Clearly, it should be the right of all union members to be able to have some independent arbiter -- not you, not me, not a politician, but the Ontario Labour Relations Board -- be able to rule on whether the information was fairly disclosed. This does nothing more in this bill, because it has to. Again, as a novice at this, legal counsel, when I did my first draft, said that you had to have some reference to the enforcement or there's no point having a statute. You can't proscribe something without saying who the person is who will be doing the oversight. So it was the suggestion to simply refer back to the same act that you've been referring to in the submission by Mr McClellan. We're singing from the same song sheet, only this makes sure every union member in the province has that right of appeal.

Mr Marchese: So let me ask -- I don't know if Mr Fenson knows -- do people not have access to the Ontario Labour Relations Board now on any complaint that they might have with respect to this?

Mr Fenson: I'd have to look at that statute to see if it automatically applies to all unions, the terms under which the accounts of the union are to be made available to the members. I just can't answer; I don't have the statute in front of me, but I can find that out.

The Chair: Any further discussion on section 6? Shall section 6 carry? All those in favour? Opposed? Section 6 is carried.

Section 7: Mr Marchese has three amendments to section 7. Again, they are out of order. Any discussion on section 7? Mr Marchese?

Mr Marchese: No, Mr Chair. I just needed to look at it. Sorry.

Mr Gilchrist: If I can help Mr Marchese refresh his memory, this simply says -- and I'd be the first to agree with his earlier submission -- there may be no union that gets a direct grant, the same way that, say, the ROM does. This only says in this section that if there is a grant that was due and there's been a failure to file the legally required notice, the grant would be held up until the filing was received.

The Chair: Mr Marchese, does that --

Mr Marchese: Yes. On section 7 the same argument applies to all of this, that I would have loved to have seen this government do the right thing and that is include the for-profit sector as well, as we were trying to do with all of our amendments. I think it's wrong to do that. I'll be opposing it.

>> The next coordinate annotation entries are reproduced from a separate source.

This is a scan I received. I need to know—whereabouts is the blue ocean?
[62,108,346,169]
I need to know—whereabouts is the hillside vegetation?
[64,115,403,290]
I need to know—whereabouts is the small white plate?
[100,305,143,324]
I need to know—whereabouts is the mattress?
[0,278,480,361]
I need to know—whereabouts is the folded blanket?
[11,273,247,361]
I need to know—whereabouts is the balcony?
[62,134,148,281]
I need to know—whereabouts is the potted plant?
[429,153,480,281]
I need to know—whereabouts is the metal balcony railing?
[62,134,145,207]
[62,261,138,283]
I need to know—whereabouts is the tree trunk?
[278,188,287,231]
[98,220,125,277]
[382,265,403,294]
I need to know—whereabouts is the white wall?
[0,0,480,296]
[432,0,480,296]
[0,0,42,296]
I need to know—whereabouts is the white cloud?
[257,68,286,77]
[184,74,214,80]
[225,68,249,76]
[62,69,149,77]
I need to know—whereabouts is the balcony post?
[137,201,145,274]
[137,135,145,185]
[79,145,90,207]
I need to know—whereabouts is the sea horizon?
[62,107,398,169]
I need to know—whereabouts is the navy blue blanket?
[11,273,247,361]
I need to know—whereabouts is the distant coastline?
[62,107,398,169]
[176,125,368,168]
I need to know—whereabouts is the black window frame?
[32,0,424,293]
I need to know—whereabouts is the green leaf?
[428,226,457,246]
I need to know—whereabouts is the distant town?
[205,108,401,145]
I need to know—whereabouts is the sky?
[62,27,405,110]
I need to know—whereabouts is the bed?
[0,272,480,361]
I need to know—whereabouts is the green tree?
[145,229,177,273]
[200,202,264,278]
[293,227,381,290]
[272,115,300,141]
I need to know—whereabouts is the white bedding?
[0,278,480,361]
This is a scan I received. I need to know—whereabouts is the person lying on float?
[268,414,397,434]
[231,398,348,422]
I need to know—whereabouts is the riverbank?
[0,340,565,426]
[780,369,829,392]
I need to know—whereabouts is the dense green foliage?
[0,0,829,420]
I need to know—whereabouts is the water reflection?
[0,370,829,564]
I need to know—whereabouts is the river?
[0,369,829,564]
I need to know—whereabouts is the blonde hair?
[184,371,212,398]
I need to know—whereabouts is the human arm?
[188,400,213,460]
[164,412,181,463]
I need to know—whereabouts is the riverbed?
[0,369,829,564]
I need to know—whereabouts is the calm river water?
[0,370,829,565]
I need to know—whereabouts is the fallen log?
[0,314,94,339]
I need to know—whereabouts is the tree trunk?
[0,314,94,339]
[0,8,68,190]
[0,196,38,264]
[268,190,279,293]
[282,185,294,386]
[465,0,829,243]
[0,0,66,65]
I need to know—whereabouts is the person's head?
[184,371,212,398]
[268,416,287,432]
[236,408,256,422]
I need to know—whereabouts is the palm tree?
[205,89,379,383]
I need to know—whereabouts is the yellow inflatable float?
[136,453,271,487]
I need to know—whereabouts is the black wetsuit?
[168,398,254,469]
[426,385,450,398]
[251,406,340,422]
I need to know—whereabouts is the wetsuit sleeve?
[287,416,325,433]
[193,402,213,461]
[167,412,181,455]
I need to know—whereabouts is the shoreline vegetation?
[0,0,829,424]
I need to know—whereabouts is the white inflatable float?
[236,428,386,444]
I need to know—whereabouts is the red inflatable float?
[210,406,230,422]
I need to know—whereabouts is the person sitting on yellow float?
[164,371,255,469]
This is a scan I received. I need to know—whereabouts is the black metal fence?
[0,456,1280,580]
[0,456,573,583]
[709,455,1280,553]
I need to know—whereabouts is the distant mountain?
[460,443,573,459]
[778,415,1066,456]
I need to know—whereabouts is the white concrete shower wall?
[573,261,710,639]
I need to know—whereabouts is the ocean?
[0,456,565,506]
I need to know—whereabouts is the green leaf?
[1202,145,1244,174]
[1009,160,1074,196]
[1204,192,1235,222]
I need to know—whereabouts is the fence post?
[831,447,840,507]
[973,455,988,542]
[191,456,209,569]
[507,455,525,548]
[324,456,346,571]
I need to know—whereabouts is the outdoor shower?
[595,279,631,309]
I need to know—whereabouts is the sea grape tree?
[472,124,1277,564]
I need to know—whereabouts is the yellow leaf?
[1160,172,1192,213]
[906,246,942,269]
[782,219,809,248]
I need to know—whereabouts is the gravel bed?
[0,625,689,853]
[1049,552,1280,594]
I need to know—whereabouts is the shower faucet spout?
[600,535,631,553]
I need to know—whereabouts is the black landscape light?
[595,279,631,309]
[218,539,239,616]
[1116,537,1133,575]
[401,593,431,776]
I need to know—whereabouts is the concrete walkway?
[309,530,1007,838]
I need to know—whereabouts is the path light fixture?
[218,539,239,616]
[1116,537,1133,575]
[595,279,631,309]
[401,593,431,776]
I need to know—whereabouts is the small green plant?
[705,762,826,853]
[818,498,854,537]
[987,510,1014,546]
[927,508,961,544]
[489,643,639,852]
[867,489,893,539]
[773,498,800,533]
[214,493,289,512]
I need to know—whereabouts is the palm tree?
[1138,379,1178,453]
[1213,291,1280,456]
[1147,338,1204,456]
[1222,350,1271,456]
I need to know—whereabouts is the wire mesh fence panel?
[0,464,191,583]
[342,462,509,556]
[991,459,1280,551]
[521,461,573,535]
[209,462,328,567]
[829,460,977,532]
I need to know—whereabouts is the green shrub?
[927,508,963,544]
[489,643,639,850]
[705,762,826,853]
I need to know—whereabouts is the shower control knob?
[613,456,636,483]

The Chair: Any further discussion on section 7? Shall section 7 carry? All those in favour? Opposed? Section 7 is carried.

Section 8: Mr Marchese again has three amendments which are out of order. Any discussion on section 8? Seeing none, shall section 8 carry? All those in favour? Opposed? Section 8 is carried.

Mr Marchese: Sorry -- you were on section 7 --

Mr Sergio: Section 7 is done.

Mr Marchese: I want to speak to section 8.

The Chair: Section 8 is done now, Mr Marchese.

Mr Marchese: No, no. I'm sorry. I want to speak to section 8.

The Chair: I'm sorry. You voted against it. I called the motion on section 8. I said, "Seeing no comment on section 8...all those in favour...all those opposed?" So section 8 is carried.

Mr Marchese: Mr Chair, just allow me the courtesy to speak to one of these issues.

The Chair: Section 8 has been carried, Mr Marchese. I allowed it once before for you. I gave you even more time this time. You did not address any comments to it, so section 8 is carried.

Mr Marchese: If you do that, then I'll slow the whole process down by reading every section so I will not miss anything.

Mr Young: You should have read it before you came here.

Mr Marchese: I appreciate that Mr Young has read the whole thing and he understands it, but some of us would prefer to have that time to reflect on these things as we go along. So if you do that, I'm going to read every section so I won't miss a thing.

The Chair: Do we have all-party consent to go back to section 8?

Mr Gilchrist: I was prepared to indicate that if Mr Marchese is going to be allowing us to finish the last couple of minor sections before the close, I would have no problem giving unanimous consent to allowing him to make a brief comment on section 8 into the record.

The Chair: Mr Marchese?

Mr Marchese: No.

The Chair: So we do not have unanimous consent to reopen section 8?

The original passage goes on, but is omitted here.